Ähnlich auch Ahmet Muhtar Gün, ständiger Vertreter der Türkei bei den Vereinten Nationen in Wien: Die Kapazitäten der Türkei bezüglich Flüchtlingsaufnahme und -versorgung seien nicht nur überstrapaziert, sie seien gänzlich ausgeschöpft, betonte der Diplomat, der an die rund vier Millionen Syrer in der Türkei erinnerte. Zuvor von Nehammer geäußerte Kritik, die Türkei und Belarus (Weißrussland) würden die EU durch Migration erpressen, wies er vehement zurück. „Wir erpressen nicht, wir erinnern unsere Partner nur an ihre Verantwortung“, hielt Gün fest.
Nehammer hatte die „Erpressung“ mittels Flüchtlingen als inakzeptabel“ bezeichnet. Wir müssen in der EU solidarisch sein, wir müssen unsere Außengrenze gemeinsam schützen.“ Solidarität sei nicht nur ein Wort, man müsse auch handeln, so Nehammer.
Der Vorsitzende des Hohen Rates für nationale Versöhnung (HCNR) in Afghanistan, Abdullah Abdullah, der zwar nicht persönlich an der Konferenz teilnehmen konnte, aber virtuell Stellung bezog, rechnete indes weiterhin mit großen Auswanderungswellen. Das zeige sich schon jetzt, die große Abwanderung habe bereits stattgefunden bzw. finde derzeit statt, so Abdullah in einem Videostatement. Die aktuelle Situation sei sehr herausfordernd, er sei „sehr besorgt“. Vor allem humanitäre Hilfe für die verbleibende Bevölkerung sei „dringend“ notwendig, appellierte er an die internationale Gemeinschaft.
Diese solle deshalb auch mit den radikal-islamischen Taliban in Kontakt treten, auch wenn eine Anerkennung der Regierung freilich schwierig sei, räumte Abdullah ein, der auch von „überzogenen Erwartungen“ der Taliban an die internationale Gemeinschaft sprach. Zusammenarbeit sei aber vor allem für die afghanische Bevölkerung wichtig.

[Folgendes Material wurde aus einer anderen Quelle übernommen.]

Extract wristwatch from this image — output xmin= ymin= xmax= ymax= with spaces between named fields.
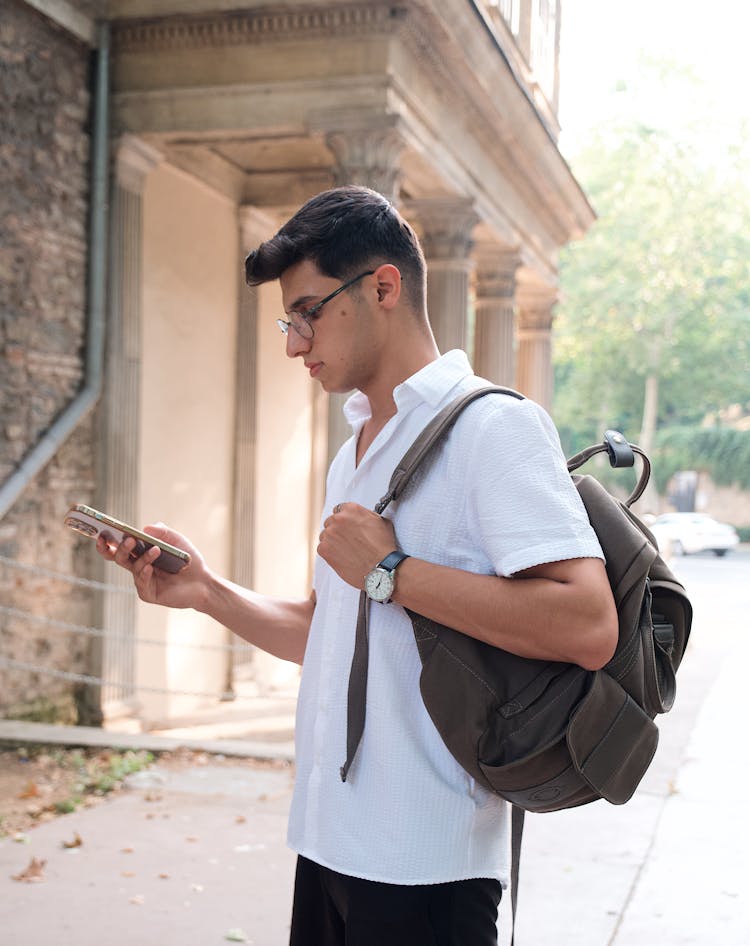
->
xmin=364 ymin=550 xmax=410 ymax=603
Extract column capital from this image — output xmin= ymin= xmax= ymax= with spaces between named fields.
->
xmin=474 ymin=245 xmax=522 ymax=302
xmin=324 ymin=122 xmax=406 ymax=202
xmin=404 ymin=196 xmax=478 ymax=262
xmin=238 ymin=205 xmax=278 ymax=250
xmin=114 ymin=134 xmax=163 ymax=194
xmin=516 ymin=281 xmax=558 ymax=332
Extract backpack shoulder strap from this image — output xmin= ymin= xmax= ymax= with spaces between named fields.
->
xmin=374 ymin=384 xmax=523 ymax=514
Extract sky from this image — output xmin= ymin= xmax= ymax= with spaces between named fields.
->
xmin=557 ymin=0 xmax=750 ymax=159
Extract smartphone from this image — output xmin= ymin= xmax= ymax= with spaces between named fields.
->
xmin=64 ymin=504 xmax=191 ymax=574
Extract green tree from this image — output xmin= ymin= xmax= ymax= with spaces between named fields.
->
xmin=555 ymin=82 xmax=750 ymax=499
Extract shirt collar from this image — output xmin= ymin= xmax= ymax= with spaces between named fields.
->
xmin=343 ymin=349 xmax=474 ymax=433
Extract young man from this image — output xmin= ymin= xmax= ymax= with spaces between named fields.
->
xmin=99 ymin=186 xmax=617 ymax=945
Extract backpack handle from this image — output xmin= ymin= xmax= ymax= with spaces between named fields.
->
xmin=567 ymin=431 xmax=651 ymax=508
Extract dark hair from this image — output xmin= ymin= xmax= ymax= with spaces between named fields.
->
xmin=245 ymin=186 xmax=426 ymax=311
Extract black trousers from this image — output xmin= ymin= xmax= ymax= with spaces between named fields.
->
xmin=289 ymin=856 xmax=502 ymax=946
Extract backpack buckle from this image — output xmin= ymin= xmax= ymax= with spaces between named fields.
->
xmin=603 ymin=430 xmax=635 ymax=469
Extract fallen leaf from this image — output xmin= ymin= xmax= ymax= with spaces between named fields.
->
xmin=18 ymin=781 xmax=41 ymax=799
xmin=121 ymin=846 xmax=134 ymax=854
xmin=12 ymin=857 xmax=47 ymax=883
xmin=185 ymin=836 xmax=199 ymax=843
xmin=191 ymin=883 xmax=204 ymax=892
xmin=225 ymin=930 xmax=248 ymax=943
xmin=12 ymin=833 xmax=30 ymax=844
xmin=121 ymin=871 xmax=136 ymax=878
xmin=129 ymin=895 xmax=145 ymax=905
xmin=235 ymin=815 xmax=247 ymax=824
xmin=62 ymin=832 xmax=83 ymax=849
xmin=158 ymin=872 xmax=170 ymax=879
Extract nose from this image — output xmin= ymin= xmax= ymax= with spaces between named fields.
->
xmin=285 ymin=326 xmax=311 ymax=359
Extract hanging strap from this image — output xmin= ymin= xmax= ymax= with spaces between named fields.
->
xmin=510 ymin=805 xmax=525 ymax=946
xmin=340 ymin=385 xmax=523 ymax=782
xmin=340 ymin=592 xmax=371 ymax=782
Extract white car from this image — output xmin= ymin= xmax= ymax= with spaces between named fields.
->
xmin=648 ymin=512 xmax=740 ymax=557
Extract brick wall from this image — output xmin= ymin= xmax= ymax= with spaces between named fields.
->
xmin=0 ymin=0 xmax=99 ymax=721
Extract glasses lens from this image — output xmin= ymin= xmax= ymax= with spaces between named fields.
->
xmin=277 ymin=314 xmax=313 ymax=339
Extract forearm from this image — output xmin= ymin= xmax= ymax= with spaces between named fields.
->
xmin=390 ymin=556 xmax=617 ymax=670
xmin=198 ymin=572 xmax=314 ymax=665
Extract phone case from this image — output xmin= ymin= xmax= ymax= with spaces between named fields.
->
xmin=64 ymin=504 xmax=191 ymax=574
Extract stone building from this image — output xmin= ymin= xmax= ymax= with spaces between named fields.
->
xmin=0 ymin=0 xmax=594 ymax=728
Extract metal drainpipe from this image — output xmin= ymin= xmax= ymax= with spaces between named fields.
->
xmin=0 ymin=21 xmax=110 ymax=519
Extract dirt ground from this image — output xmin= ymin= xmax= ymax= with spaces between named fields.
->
xmin=0 ymin=744 xmax=289 ymax=839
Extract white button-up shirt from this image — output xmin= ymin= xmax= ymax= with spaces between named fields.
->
xmin=287 ymin=350 xmax=603 ymax=886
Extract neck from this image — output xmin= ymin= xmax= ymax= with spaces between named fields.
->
xmin=361 ymin=331 xmax=441 ymax=426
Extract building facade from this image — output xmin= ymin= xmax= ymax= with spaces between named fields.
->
xmin=0 ymin=0 xmax=594 ymax=726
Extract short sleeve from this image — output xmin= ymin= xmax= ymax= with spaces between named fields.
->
xmin=464 ymin=398 xmax=604 ymax=576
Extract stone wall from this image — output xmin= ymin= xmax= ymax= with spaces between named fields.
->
xmin=0 ymin=0 xmax=98 ymax=720
xmin=691 ymin=476 xmax=750 ymax=530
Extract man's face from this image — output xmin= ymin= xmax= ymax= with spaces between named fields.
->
xmin=278 ymin=259 xmax=381 ymax=394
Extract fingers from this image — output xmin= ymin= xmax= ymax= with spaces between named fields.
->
xmin=97 ymin=534 xmax=159 ymax=576
xmin=142 ymin=522 xmax=178 ymax=544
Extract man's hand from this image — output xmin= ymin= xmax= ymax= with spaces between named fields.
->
xmin=96 ymin=524 xmax=210 ymax=611
xmin=317 ymin=503 xmax=398 ymax=589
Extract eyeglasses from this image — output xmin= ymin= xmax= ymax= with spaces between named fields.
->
xmin=276 ymin=270 xmax=375 ymax=340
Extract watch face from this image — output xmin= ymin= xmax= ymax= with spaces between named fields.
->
xmin=365 ymin=566 xmax=394 ymax=602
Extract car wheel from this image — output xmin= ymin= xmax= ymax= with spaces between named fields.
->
xmin=713 ymin=549 xmax=728 ymax=557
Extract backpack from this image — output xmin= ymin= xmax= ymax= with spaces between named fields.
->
xmin=341 ymin=385 xmax=692 ymax=938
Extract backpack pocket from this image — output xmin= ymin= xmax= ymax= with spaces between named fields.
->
xmin=567 ymin=670 xmax=658 ymax=804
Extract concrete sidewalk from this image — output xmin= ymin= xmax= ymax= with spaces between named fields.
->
xmin=0 ymin=753 xmax=297 ymax=946
xmin=1 ymin=556 xmax=748 ymax=945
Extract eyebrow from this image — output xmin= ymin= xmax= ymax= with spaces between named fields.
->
xmin=286 ymin=293 xmax=319 ymax=314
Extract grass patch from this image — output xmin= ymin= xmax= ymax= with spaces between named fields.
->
xmin=0 ymin=746 xmax=155 ymax=834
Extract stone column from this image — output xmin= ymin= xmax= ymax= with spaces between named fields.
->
xmin=229 ymin=206 xmax=275 ymax=685
xmin=515 ymin=283 xmax=558 ymax=411
xmin=98 ymin=135 xmax=161 ymax=713
xmin=474 ymin=248 xmax=521 ymax=386
xmin=324 ymin=123 xmax=406 ymax=466
xmin=405 ymin=198 xmax=478 ymax=360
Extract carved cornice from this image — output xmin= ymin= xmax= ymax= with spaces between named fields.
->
xmin=112 ymin=3 xmax=407 ymax=53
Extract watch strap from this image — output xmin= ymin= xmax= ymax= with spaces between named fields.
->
xmin=377 ymin=550 xmax=409 ymax=572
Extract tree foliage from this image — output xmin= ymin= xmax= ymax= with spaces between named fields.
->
xmin=653 ymin=426 xmax=750 ymax=492
xmin=554 ymin=71 xmax=750 ymax=481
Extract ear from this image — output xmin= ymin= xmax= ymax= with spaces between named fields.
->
xmin=373 ymin=264 xmax=402 ymax=309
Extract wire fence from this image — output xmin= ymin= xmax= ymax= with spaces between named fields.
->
xmin=0 ymin=554 xmax=256 ymax=704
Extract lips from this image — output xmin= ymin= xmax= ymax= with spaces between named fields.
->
xmin=306 ymin=362 xmax=322 ymax=378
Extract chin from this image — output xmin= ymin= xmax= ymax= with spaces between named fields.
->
xmin=321 ymin=380 xmax=351 ymax=395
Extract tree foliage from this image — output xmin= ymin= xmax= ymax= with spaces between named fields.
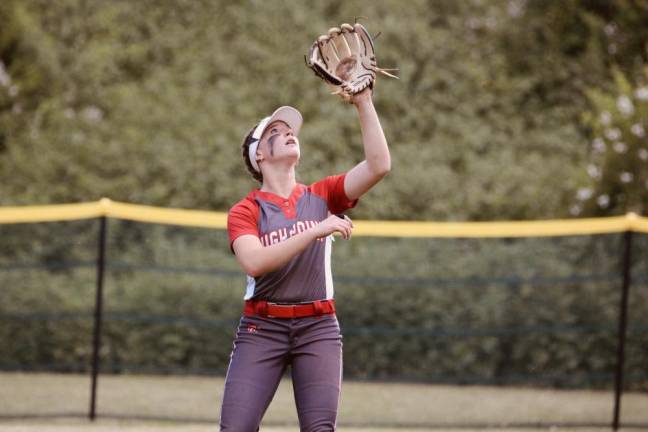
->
xmin=0 ymin=0 xmax=646 ymax=220
xmin=579 ymin=66 xmax=648 ymax=215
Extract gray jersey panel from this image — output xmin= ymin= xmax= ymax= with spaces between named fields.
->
xmin=253 ymin=190 xmax=331 ymax=302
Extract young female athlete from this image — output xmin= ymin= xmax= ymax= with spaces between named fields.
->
xmin=221 ymin=87 xmax=390 ymax=431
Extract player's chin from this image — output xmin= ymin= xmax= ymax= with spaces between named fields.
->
xmin=278 ymin=152 xmax=300 ymax=166
xmin=286 ymin=146 xmax=300 ymax=158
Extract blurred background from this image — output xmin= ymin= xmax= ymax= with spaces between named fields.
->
xmin=1 ymin=0 xmax=646 ymax=217
xmin=1 ymin=0 xmax=647 ymax=431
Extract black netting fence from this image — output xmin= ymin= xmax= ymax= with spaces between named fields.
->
xmin=0 ymin=215 xmax=646 ymax=428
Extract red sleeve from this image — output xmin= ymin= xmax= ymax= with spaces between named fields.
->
xmin=310 ymin=173 xmax=359 ymax=214
xmin=227 ymin=198 xmax=259 ymax=253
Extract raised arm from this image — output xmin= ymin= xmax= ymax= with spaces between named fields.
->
xmin=343 ymin=87 xmax=391 ymax=201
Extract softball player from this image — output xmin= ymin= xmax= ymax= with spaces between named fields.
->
xmin=221 ymin=87 xmax=390 ymax=431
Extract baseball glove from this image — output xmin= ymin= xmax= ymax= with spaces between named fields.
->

Die diesjährige Migrationskonferenz des in Wien ansässigen ICMPD steht unter dem Motto „Migrationspartnerschaften neu denken: Herausforderungen, Möglichkeiten und Strategien“. Sie findet nach dem coronabedingt reinen Online-Format im Vorjahr heuer in hybrider Form statt. Rund 1.000 Personen verfolgten die Konferenz online, 150 nahmen vor Ort, im Palais Niederösterreich in der Wiener Innenstadt, teil.
Gastgeber Spindelegger, früherer Vizekanzler und ÖVP-Chef, drückte zu Beginn der „Vienna Migration Conference“ (VCM) seine Hoffnung aus, Migrationspartnerschaften „auf die nächste Ebene“ zu heben. „Lassen Sie uns zusammen eine ambitioniertere, positivere Zukunft visualisieren“, appellierte er.
Am Nachmittag steht eine Diskussion des griechischen Migrationsministers Notis Mitarachi, des bosnischen Sicherheitsministers Selmo Cikotić und des ungarischen Außenministers Péter Szijjártó zum Thema Partnerschaften zwischen Ländern entlang der Route im östlichen Mittelmeerraum mit den Westbalkan-Staaten auf dem Programm. Die Kommissarin für soziale Angelegenheiten der Afrikanischen Union (AU), Amira El Fadil, spricht über Migrationspartnerschaften mit afrikanischen Transitländern.
Die 1993 gegründete Denkfabrik ICMPD mit rund 460 Mitarbeitern unterstützt Regierungen bei der Suche nach tragfähigen Lösungen für die mit Migration verbundenen Herausforderungen. Das Zentrum hat 19 Mitgliedsstaaten - als jüngstes Mitglied konnte erst kürzlich Griechenland gewonnen werden.